Author: Melissa Marshall

When reaching for a paper topic at the eleventh hour or as bravado of intellectual sensitivity, women - despite post-lapsarian ideology - are saving graces. Guaranteed to lend a level of provocation without waging a revolution, the subject of gender theory not only drenches over-thumbed versions of early modern literature, but also fully wedges itself in the contemporary chaos of media culture - both scholarly and secularly. Pushing aside for a moment the ubiquitous bane of bikini-clad muchachas and the mixture of ho-hum with horrible housewives, the issue of gender has become newly politicized - literally. As we've all seen by the surprisingly sidesplitting SNL skit of "attractive" Sarah Palin and "cankled" Senator Clinton, the collective American mind has magnified its attention on the manipulation of and the manipulation by the fairer sex. However, I will leave the rest of the political commentary to the Opinions section - allowing my leanings to remain cloaked in Victorian modesty - and instead shamelessly bare my love of the low-fidelity Vivian Girls, three women who have commanded the attention of the industry stage and secured my vote as the most powerful female force of 2008.

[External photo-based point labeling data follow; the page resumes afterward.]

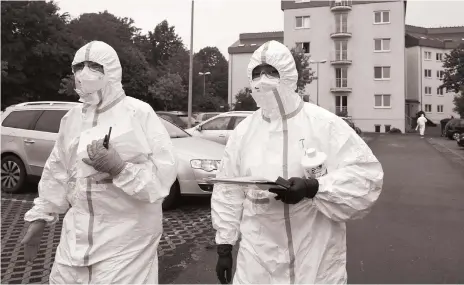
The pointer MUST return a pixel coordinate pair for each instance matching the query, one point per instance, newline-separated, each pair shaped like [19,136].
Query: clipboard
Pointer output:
[252,182]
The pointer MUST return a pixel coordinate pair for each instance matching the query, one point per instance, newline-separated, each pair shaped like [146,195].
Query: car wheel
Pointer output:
[13,174]
[172,199]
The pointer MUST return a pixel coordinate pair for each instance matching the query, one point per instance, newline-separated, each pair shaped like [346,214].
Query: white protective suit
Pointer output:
[305,242]
[421,124]
[112,229]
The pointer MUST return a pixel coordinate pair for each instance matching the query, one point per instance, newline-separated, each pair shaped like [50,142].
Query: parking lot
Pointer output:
[414,233]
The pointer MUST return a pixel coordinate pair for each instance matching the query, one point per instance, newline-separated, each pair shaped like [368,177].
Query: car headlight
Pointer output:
[207,165]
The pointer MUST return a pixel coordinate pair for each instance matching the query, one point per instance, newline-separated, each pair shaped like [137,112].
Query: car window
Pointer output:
[49,121]
[173,130]
[21,119]
[237,121]
[220,123]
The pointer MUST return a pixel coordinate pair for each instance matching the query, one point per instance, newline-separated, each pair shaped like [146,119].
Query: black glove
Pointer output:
[300,188]
[224,265]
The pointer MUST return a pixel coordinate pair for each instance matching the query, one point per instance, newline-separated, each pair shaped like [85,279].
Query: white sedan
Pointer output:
[219,128]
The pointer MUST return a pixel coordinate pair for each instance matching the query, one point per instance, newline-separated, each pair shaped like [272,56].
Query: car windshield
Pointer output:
[174,131]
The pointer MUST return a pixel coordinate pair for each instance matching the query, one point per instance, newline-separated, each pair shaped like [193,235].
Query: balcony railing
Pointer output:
[340,57]
[340,5]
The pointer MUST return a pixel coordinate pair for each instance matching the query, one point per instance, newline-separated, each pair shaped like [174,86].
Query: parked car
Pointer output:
[219,128]
[201,117]
[352,125]
[460,140]
[454,128]
[29,131]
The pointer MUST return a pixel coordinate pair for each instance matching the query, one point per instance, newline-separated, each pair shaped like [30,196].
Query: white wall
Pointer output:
[361,52]
[238,79]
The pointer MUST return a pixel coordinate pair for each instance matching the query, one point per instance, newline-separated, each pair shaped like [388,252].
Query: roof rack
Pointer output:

At a shocking twenty-two minutes long, their self-titled virgin release shows that the Brooklyn trio remembered their mothers' advice to not give it all away on the first date. Based around rough production and rushed vocals, the album lends a sense of immediacy to a genre that is slowly suffocating under the languor of bashful boys with acoustic aesthetics. And while I adore the subdued strum of a high-pitched white boy as much as the next Paste-reading protester of plebeian pop, it's invigorating to hear a female vocalist released from the tinkling of a piano and untied from the chords of a synthesized keyboard.

Although refreshing in their breakneck percussion and shunning of the shoe-gazer trend, Cassie Ramone, Kickball Katy and Ali Koehler still steep themselves in the maze of contemporary culture. Deriving their name from the recently discovered 15,145 page fantasy opus and artwork of Chicago janitor Henry Darger, the Vivian Girls wheedle themselves in the pop-referential tradition with Sufjan Stevens, John Ashbery, Neil Gaiman and Tilly and the Wall. Despite these connections - and critical comparisons with the foundational Velvet Underground as well as the genre and gender-bending Times New Viking - the trio knocks out the Ovidian metaphor of reflection and crafts a voice, albeit unintelligible, of their own.

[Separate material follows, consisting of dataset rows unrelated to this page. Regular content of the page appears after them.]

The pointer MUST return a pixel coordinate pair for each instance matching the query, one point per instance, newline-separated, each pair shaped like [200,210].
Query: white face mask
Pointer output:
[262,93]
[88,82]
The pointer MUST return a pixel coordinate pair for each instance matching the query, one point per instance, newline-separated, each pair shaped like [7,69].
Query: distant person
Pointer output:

Surprisingly unfocused on lyrics - many of the words are indistinguishable in their version of noise-pop - the band forces the listener to focus on the feel of the sound. And in a decade spearheaded by the lyrical magnificence of Conor Oberst and Jeff Magnum, a return to the submersive quality of sound can be just as poetic as the storytelling of Springsteen. Monotonous at times, the Vivian Girls compensate for lack of variation with urgency, heightened heartbeats and a concrete concentration on pure emotionality that translates to the listener not through lyrical connection, but through the tantric tapping of "Tell the World," the guttural guitar of "Damaged" and the relentless rhythm of "Never See Me Again." Somewhere under the frenzy of raw measures lies the universal groanings of love and loss, molding Vivian Girls as an endeavor of fierce female influence with a stripped emotional appeal that is wonderfully genderless.

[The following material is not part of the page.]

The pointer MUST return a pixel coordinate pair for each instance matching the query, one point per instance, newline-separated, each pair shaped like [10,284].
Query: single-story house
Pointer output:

As 2008 works its way to a close, the punch line to the year is not "lipstick." Rather, it's a return to musical creation that is unpolished, immediate and emotionally winding. And while the Vivian Girls position themselves as poster-children for the roar of female rock, they more importantly strengthen a movement towards energizing a genre that is suffering from acoustic depression.